As of November 2017, there were 81 proposed villages in the development pipeline, which would see 12,163 units constructed. However, most of these villages are still in the planning stage.

In terms of the geographic dispersion of our elders, 74 percent of those in the 75+ age bracket live in the North Island and 26 percent in the South Island. Statistics demonstrate that those in the 75+ age bracket are more likely to live in the larger cities or desirable coastal locations.

The most popular regions for those over the age of 75 are Auckland, Christchurch, Wellington, Waikato and Bay of Plenty. These locations are already major urban hubs but also have the lifestyle that many retirees are seeking, particularly in places like the Bay of Plenty. Over the next 25 years it is projected that in this age bracket alone, the population in Auckland will increase by 195 percent from 81,530 in 2017 to 240,120 in 2043. The predicted increase for New Zealand is also significant, moving from 306,730 in 2017 to 783,600 in 2043, an increase of 155 percent.

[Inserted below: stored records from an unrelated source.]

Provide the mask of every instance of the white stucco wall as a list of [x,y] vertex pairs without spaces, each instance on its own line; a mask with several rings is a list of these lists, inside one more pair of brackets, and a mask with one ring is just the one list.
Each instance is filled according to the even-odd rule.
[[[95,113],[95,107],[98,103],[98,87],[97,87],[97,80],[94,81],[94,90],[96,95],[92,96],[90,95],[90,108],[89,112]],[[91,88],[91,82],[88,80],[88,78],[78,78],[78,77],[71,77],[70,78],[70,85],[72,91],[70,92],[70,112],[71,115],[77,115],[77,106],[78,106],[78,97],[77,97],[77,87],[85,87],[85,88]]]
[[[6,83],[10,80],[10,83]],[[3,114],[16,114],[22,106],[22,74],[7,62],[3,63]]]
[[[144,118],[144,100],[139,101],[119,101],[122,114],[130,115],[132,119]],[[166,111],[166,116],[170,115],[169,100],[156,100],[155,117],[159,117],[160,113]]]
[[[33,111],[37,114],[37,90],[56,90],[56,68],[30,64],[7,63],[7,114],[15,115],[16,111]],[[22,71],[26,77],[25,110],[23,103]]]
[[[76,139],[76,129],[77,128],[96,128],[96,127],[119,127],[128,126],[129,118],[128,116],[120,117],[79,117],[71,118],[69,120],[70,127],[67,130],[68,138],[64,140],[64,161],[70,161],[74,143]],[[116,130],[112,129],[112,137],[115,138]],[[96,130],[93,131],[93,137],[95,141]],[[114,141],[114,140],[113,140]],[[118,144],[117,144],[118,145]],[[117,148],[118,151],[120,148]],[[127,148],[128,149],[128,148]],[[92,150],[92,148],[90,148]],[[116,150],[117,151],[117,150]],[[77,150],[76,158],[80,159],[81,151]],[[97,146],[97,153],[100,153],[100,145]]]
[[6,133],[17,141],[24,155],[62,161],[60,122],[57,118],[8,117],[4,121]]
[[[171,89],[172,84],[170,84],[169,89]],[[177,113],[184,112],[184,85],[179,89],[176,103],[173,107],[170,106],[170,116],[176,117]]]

"Projections such as this are what drives planning for many retirement village operators. Based on the Statistics New Zealand population forecasts and current penetration rates, an additional 1,834 retirement village units will be required in New Zealand annually to meet the number necessary by 2043. 752 of these units will be required in Auckland per year to keep up with the growing demand.

"We must also consider the fact that retirement village living isn't taken up by everyone over 75. As at November 2017, on average 13 percent of New Zealand residents over the age of 75 selected the retirement village accommodation option, this is referred to as the penetration rate," explains Ye. "We expect penetration rates will increase over time as a higher proportion of the 75+ age bracket take up retirement village living. This increase we believe, will be due to a number of factors such as less social stigma about living in a retirement village, a better understanding of occupation right agreements, an improvement in the of facilities and amenities provided and the fact that less families have the ability to house grandparents as they get older."

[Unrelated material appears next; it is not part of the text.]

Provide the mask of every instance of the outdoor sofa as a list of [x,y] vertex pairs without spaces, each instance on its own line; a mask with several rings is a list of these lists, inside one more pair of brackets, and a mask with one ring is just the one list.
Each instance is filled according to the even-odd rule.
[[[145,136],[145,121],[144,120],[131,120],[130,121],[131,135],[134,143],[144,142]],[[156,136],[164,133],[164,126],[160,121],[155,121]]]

The November 2017 development pipeline shows 64 percent of development is taking place in New Zealand's golden triangle. However, a disparity has been identified, with more development taking place in the Auckland and Waikato regions.

"The disparity could be put down to where the retirement village operators are investing. If we look at the six largest operators, they have focused on the golden triangle and land banking in this area over a number of years," says Ye.

Along with the growth of retirement villages, aged care facilities, which cover rest home, hospital and dementia care beds in New Zealand have also experienced growth. As of November 2017, there were 676 aged care facilities with records showing a rise in total bed count of 3 percent, from 38,240 in November 2016 to 39,425 in November 2017.

The number of people in aged care facilities currently sits at approximately 85,220 with 40 percent of those in the 85+ age bracket residing in Auckland and Canterbury.

At present, the number of beds available to the aged care sector is for the most part, keeping pace with the population in the 85+ age bracket across the country. However, a majority of the new aged care beds are situated at retirement villages.

"Retirement village operators have recognised the benefits of being able to provide a continuation of care, allowing residents to easily transition to an aged care facility without moving offsite," says Ye.